After Melissa’s jump it was just me and the two attendants on the platform and boy was it tough to decide to jump. I finally sucked up my courage and moved out to the other side of the gate, calling occasionally for Kerri. I had hoped that Kerri would get up to the platform in time to take a picture of me diving off, but no such luck. Finally go time came; I raised my arms over my head, took a deep breath, and swan dove off the overhang.
The feeling of weightlessness was startling, then the bungee cord kicked in and I remembered to scream. It was impossible for me to tell how high I was, or how many times I bounced, but damn was it fun!
When the bouncing stops two guys in a speed boat meet you with a long bamboo pole for you to grab as the attendants on the platform lower the winch. I have never been so happy to see two Chinese guys in my entire life. Awkwardness ensued as they tried to get me to sit down while I was still upside down, but it all worked out in the end. And I did it! I went bungee jumping in China!
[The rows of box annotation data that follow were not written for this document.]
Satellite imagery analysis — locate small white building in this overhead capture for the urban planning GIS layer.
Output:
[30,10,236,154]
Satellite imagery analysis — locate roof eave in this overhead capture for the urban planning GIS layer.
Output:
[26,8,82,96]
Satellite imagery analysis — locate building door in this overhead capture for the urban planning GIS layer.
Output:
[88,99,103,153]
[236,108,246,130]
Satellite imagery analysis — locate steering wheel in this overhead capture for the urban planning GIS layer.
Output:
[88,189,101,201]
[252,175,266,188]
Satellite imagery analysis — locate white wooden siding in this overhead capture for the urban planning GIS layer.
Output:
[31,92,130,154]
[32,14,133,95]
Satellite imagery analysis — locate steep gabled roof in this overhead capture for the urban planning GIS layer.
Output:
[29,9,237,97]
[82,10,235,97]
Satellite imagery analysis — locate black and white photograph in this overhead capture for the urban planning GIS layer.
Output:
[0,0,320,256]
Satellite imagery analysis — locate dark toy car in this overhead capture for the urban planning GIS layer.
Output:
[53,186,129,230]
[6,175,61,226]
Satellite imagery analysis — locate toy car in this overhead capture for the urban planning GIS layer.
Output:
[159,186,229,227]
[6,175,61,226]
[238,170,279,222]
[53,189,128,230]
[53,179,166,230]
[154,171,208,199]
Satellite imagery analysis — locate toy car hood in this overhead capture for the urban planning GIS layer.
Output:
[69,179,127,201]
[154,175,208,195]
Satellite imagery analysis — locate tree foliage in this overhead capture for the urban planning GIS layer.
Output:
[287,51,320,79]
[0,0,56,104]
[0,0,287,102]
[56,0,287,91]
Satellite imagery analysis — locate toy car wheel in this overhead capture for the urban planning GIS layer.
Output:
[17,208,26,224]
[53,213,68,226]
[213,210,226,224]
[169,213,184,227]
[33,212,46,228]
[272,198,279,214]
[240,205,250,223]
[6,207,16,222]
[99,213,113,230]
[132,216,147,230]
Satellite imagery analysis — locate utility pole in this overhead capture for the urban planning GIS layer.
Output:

The rest of the afternoon went by pretty fast. Another boat ride then a toboggan ride down the mountain for another 20 RMB ($3).
We stopped for snacks and ice cream before meeting up with the driver, our conversations peppered with comments like “I can’t believe we got to do that!” “You guys remember that time that we bungee jumped in the Longqing Gorge?” and “That was so awesome!” The ride back to NanShuo metro station was boring, the only excitement coming when the driver tried to gouge some more money out of us.
Bungee jumping wasn’t on my bucket list, but I now know that it should be added, and crossed off! The whole thing was exciting, frightening, exhilarating, and well worth it.The whole day cost us less than 600 RMB ($90) a piece, and we still had time for dinner plans later that night.
If you’re ever in Beijing and have a free afternoon: take metro Line 13 to the ChangPing line and get off on the last stop: NanShuo. Ask one of the numerous gypsy cabs to take you to Longqing gorge (don’t pay more than 500 RMB), and let the adventures begin! Even if you don’t want to bungee jump, the area is beautiful and there’s lots to see and do. Apparently there’s a huge winter festival that happens that you can catch in the wintertime too.